Given the complexity of deciding which methods for estimating the monetary value of productivity losses is best, future research could include a sensitivity analysis to explore the impact of multiple methods on the results [63]. While only one paper in our review compared results across different methods [40], this recommendation echoes a review on methods for valuing caregiving in economic evaluations [64]. The cost of illness study identified in our review that applied different methods for estimating the monetary value found that the median market wage and GDP per capita methods were 3.7 and 8.6 times higher, respectively, than the minimum market wage in Mexico [40]. The sensitivity analyses could be taken further to look at the impact of including paid workers as compared with excluding them, explaining the impact these methodological differences have on the results and, where possible, on equity.

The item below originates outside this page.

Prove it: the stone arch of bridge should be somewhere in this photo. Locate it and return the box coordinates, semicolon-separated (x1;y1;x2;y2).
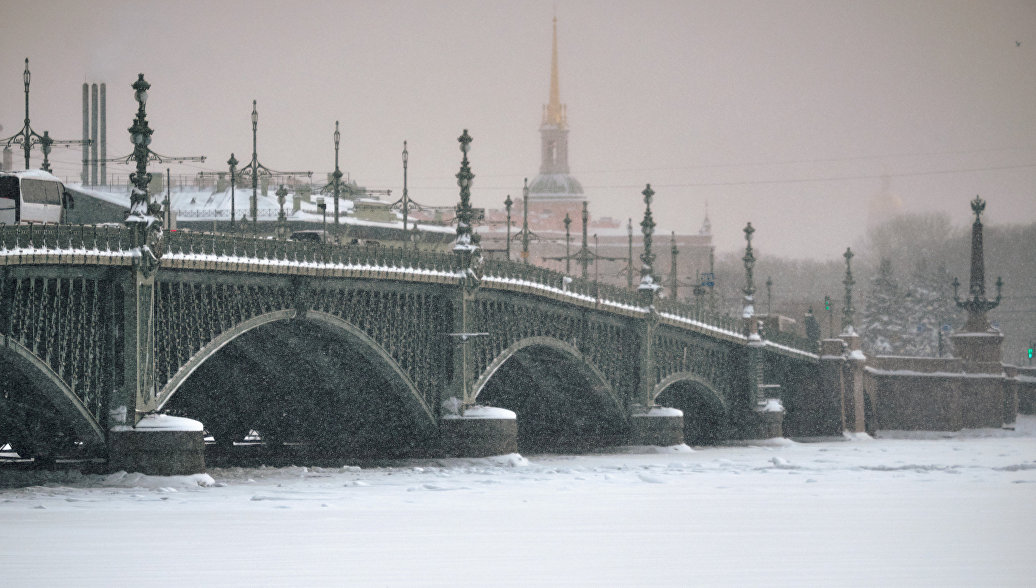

Our review has a number of limitations. While we searched three major medical databases, some studies from the wider economics literature may have been missed. Additionally, ten studies that were not published in English were excluded. Our review did not extract data on measurement tools used to measure time losses. Our review complements a recent systematic review by Hubens et al. that focused on instruments used to measure time losses, finding 49 tools [15]. The authors provide a comprehensive list of instruments, finding that the most frequently used tool was the work productivity and activity impairment questionnaire [15]. The work productivity and activity impairment questionnaire is a patient-reported quantitative assessment of the amount of absenteeism, presenteeism and daily activity impaired by either general or specific health problems [65]. Finally, we did not assess variation of valuation method by disease type or specific health problem, as it was assumed that this would reflect the patient population rather than the disease.

5 Conclusions

Although many cost-of-illness and economic evaluation studies conducted in LMICs applied the societal perspective and included productivity losses in their analyses, most studies did not clearly specify details on the overall approach used or total time losses due to illness, demonstrating the need for improvement in reporting standards for productivity losses. Future studies should consider the inclusion of a sensitivity analysis to explore the impact of different methods for estimating the monetary value of productivity losses on the overall costs. New methods and guidelines may need to be developed to overcome the practical and ethical challenges of including productivity losses in populations with a large proportion of the population in informal or unpaid work.